An Post has released a set of four fun stamp designs marking 25 years of Father Ted. The stamps feature iconic one-liners from the sitcom’s main characters: “That’s mad, Ted” (Fr Dougal); “That would be an ecumenical matter” (Fr Jack); “Will you have a cup of tea Father?” (Mrs Doyle) and the now infamous “That money was just resting in my account” (Fr Ted).

Retro wallpaper in the background of each stamp matches the different rooms in the Craggy Island Parochial House. The specially designed stamp booklet (€5.70) by Dublin’s Detail Design Studio contains five stamps celebrating the characters, their famed catchphrases and the world created by Father Ted, played by the late Dermot Morgan.

Four €1 N rate stamps cover postage in Ireland with a €1.70 ‘W’ rate stamp for postage worldwide. Stamps, a souvenir envelope and other collectibles are available online at and in selected post offices nationwide. In a recent An Post survey of 1,358 Irish adults, customers had some fun sharing their favourite Father Ted moments:

  • Best loved episodes included ‘Hell’ (21 per cent); ‘Speed 3’ (18 per cent); ‘Kicking Bishop Brennan up the Arse’ (17 per cent) and ‘A Song For Europe’ (16 per cent).
  • It is in direct conversation that ‘Ted-isms’ most often pop up (88 per cent), with 37 per cent claiming Father Ted creeps into their speech on a weekly basis and one in five quoting lines from the series on a daily basis.

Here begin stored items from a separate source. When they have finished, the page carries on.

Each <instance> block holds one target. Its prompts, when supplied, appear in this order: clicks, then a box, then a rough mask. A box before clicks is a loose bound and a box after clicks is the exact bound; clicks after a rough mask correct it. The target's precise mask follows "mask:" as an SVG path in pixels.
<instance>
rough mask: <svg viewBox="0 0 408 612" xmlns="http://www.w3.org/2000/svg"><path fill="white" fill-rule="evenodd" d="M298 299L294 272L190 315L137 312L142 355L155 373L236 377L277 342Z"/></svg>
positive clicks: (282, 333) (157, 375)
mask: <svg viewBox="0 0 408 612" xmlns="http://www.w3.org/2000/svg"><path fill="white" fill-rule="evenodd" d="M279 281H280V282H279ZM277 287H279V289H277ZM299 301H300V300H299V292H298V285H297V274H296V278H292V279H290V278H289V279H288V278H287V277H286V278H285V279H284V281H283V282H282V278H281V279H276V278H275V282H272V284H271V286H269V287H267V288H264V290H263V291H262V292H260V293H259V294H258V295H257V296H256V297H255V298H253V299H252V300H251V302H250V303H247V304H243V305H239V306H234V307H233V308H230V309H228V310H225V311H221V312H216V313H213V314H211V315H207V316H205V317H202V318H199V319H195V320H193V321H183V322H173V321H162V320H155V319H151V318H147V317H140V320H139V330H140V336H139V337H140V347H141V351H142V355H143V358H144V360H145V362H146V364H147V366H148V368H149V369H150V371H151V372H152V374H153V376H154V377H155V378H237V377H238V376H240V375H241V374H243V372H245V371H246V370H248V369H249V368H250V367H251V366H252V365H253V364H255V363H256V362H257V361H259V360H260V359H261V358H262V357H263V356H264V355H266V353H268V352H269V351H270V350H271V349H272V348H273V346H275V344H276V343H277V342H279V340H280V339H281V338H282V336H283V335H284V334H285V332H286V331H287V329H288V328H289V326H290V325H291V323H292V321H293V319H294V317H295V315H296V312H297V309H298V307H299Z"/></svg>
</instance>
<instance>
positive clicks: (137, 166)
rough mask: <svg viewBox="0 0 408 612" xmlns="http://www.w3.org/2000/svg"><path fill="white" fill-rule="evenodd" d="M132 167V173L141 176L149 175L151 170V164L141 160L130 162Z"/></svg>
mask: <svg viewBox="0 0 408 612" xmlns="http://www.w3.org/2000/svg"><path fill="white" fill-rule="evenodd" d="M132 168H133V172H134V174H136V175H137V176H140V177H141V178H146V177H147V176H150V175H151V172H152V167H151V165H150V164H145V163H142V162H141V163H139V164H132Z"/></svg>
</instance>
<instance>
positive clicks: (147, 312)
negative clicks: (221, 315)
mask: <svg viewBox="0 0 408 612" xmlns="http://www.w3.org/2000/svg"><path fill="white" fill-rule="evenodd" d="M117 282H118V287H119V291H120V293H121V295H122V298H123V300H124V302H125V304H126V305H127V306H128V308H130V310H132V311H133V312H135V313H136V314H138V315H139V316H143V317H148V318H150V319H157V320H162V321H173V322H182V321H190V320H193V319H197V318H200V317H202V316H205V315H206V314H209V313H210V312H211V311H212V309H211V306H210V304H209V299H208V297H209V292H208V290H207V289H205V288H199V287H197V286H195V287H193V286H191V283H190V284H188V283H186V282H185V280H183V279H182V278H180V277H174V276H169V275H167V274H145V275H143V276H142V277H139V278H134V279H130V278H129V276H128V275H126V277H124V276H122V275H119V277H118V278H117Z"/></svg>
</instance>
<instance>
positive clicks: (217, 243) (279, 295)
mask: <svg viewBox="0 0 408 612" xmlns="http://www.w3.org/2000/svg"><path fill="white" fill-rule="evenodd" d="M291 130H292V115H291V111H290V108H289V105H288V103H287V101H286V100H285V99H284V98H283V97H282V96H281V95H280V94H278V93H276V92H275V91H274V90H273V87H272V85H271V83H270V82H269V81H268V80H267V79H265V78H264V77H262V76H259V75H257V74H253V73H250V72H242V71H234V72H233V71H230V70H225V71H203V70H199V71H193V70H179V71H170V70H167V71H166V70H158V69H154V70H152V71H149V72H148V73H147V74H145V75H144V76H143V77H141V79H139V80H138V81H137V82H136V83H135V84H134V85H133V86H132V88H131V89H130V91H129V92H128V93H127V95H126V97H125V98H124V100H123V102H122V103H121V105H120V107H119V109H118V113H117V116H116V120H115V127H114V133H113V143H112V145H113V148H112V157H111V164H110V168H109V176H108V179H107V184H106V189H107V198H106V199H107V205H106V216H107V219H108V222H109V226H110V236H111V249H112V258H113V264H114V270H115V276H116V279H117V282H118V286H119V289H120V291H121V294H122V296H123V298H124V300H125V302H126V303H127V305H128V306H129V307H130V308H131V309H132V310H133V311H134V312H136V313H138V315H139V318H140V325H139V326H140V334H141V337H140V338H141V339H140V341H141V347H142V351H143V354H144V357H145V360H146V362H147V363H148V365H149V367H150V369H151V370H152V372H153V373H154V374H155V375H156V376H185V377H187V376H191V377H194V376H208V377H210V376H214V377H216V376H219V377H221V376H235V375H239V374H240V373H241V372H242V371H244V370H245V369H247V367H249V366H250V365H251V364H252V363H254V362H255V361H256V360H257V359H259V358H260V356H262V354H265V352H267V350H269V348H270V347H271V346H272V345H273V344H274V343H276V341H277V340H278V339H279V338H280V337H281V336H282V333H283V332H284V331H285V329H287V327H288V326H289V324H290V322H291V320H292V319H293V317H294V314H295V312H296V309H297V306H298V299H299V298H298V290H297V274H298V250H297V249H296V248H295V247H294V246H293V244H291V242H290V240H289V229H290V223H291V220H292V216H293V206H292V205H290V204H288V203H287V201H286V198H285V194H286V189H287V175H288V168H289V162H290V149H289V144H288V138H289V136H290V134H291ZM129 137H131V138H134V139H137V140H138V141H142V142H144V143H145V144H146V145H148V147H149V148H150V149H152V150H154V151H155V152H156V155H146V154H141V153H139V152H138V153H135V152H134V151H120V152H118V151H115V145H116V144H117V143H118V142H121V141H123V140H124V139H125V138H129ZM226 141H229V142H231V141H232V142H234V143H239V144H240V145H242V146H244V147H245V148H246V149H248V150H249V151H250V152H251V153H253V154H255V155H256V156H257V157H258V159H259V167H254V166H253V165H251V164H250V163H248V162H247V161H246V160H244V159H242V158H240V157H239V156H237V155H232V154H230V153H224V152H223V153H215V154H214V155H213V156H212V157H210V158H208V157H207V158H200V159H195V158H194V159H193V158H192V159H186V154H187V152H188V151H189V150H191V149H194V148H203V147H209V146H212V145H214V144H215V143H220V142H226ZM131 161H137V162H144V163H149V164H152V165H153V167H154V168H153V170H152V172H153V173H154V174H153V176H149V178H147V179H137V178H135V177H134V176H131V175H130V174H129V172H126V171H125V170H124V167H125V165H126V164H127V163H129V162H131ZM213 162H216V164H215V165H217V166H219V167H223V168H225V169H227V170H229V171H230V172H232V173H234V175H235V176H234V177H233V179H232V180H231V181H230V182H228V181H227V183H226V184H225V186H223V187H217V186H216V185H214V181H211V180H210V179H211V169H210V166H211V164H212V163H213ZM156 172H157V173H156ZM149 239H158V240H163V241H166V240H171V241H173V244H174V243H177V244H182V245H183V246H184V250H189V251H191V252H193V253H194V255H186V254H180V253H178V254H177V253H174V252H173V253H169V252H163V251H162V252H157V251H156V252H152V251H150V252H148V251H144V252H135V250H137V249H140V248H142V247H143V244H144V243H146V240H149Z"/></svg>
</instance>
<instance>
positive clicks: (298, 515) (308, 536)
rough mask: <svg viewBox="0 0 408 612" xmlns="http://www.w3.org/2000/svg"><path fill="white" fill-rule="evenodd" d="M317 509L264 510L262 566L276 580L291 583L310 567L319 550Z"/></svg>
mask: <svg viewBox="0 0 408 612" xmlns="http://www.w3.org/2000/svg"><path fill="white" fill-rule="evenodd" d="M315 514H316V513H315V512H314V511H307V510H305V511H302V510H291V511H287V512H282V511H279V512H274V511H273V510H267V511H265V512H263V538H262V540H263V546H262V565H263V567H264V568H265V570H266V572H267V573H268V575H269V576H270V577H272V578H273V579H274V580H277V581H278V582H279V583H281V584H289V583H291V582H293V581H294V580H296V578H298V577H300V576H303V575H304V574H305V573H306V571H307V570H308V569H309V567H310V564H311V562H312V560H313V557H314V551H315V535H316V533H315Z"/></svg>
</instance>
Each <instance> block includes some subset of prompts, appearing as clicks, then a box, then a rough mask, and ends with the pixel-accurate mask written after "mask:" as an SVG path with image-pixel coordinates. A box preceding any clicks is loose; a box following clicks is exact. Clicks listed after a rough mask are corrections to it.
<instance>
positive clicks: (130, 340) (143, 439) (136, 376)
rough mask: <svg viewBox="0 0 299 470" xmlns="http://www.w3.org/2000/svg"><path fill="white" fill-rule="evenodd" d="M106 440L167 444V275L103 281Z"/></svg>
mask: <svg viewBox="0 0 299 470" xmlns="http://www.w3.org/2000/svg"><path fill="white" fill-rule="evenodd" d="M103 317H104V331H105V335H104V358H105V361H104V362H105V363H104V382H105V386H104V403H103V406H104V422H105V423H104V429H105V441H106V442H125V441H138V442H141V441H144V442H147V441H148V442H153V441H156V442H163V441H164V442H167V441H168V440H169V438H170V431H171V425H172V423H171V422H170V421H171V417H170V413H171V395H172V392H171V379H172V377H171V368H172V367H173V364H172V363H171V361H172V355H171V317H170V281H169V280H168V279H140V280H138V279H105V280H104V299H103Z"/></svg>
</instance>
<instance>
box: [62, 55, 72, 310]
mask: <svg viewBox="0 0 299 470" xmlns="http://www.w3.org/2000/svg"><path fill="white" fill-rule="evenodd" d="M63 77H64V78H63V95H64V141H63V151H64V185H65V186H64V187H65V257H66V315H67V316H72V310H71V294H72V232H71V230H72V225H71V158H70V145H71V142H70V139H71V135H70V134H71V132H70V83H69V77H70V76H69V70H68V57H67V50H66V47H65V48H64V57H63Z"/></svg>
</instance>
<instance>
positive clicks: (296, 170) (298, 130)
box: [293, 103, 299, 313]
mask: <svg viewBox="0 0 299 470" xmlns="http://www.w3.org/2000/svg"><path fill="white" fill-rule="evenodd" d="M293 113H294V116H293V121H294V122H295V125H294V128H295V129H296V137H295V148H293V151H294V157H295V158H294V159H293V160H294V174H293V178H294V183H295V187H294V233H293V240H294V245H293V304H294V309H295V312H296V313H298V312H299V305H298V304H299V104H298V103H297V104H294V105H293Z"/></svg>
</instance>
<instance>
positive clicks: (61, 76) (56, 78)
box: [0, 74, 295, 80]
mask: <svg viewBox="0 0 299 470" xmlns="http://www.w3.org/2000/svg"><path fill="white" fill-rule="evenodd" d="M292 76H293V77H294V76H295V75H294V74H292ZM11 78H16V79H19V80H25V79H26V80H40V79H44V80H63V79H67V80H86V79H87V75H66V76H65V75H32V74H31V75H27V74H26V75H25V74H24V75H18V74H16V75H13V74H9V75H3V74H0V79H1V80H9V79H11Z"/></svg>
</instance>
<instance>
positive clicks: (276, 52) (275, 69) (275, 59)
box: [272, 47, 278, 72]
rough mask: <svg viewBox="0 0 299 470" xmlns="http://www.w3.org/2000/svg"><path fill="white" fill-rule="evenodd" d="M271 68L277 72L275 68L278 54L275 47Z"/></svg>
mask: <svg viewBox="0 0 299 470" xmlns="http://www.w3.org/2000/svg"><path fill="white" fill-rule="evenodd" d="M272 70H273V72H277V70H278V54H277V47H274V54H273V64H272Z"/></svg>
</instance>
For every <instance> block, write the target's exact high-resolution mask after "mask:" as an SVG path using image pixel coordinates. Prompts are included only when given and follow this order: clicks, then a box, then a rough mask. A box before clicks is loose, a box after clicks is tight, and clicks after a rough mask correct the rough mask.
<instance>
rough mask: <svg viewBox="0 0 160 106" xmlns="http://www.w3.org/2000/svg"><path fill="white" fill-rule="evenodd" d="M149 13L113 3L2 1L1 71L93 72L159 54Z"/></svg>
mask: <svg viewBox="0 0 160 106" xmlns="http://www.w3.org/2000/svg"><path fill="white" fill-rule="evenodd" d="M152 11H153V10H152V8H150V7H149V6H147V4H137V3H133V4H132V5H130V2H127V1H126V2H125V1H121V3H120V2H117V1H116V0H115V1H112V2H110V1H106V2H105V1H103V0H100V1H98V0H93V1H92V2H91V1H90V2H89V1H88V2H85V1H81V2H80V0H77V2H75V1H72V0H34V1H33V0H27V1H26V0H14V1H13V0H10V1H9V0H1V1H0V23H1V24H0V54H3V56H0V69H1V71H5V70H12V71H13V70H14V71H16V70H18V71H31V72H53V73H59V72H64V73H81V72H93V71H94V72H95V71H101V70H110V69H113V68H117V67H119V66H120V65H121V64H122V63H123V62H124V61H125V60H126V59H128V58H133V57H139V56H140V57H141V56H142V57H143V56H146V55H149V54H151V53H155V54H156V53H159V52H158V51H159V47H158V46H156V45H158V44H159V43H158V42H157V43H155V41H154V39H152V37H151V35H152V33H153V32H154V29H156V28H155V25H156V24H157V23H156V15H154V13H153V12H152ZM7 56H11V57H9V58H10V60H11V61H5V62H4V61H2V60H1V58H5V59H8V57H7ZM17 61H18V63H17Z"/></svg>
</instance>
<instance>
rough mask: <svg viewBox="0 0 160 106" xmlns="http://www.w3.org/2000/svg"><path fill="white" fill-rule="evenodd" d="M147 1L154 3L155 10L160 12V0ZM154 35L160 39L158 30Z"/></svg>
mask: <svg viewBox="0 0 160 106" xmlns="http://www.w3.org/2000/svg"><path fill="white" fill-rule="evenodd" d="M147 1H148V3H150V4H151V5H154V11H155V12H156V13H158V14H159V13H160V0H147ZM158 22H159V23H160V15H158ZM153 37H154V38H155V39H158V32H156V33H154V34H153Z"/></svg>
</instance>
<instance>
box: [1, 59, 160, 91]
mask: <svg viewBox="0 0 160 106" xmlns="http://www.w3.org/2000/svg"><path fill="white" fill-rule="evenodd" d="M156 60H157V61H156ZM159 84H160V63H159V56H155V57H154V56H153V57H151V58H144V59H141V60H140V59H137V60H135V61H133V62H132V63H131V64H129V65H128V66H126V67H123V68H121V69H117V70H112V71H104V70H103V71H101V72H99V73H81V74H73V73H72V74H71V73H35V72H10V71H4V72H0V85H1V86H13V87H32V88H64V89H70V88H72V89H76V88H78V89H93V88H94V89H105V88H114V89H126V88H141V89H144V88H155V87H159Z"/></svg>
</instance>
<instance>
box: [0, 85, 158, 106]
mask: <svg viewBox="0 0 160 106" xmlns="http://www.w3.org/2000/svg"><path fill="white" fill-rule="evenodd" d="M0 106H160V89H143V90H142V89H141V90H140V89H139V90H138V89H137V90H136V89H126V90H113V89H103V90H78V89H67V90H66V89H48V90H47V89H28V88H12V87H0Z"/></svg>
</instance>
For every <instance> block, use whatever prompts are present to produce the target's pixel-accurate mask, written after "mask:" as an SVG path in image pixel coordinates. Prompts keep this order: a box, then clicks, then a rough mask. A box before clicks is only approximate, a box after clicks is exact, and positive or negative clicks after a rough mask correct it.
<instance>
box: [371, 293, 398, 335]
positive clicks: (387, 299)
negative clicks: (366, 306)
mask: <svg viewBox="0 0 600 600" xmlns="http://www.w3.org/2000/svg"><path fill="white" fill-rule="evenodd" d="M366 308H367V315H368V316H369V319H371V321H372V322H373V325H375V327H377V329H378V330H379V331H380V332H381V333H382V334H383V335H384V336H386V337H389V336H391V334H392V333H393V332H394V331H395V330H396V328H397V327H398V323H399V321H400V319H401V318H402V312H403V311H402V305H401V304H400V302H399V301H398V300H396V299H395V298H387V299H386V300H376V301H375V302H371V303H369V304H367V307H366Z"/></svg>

Father Ted, a comedy starring four unlikely housemates, trapped on an island off the west coast of Ireland, exploded onto our analogue TV screens in 1995. The series gathered a loyal following during its original run of three seasons, but has rarely, if ever been off air in the 25 years since. It was produced by Hat Trick Productions for Channel 4.

The hit sitcom was written by Arthur Matthews and Graham Linehan.

Resigned to life on Craggy Island, Father Ted, his two charges, Father Dougal and Father Jack, with their housekeeper, Mrs. Doyle, somehow make it through misadventures, botched plans and disasters. Along the way, comedy gold was formed. Ardal O’Hanlon played Fr Dougal, Frank Kelly Fr Jack and Pauline McLynn (above) was the housekeeper, Mrs Doyle.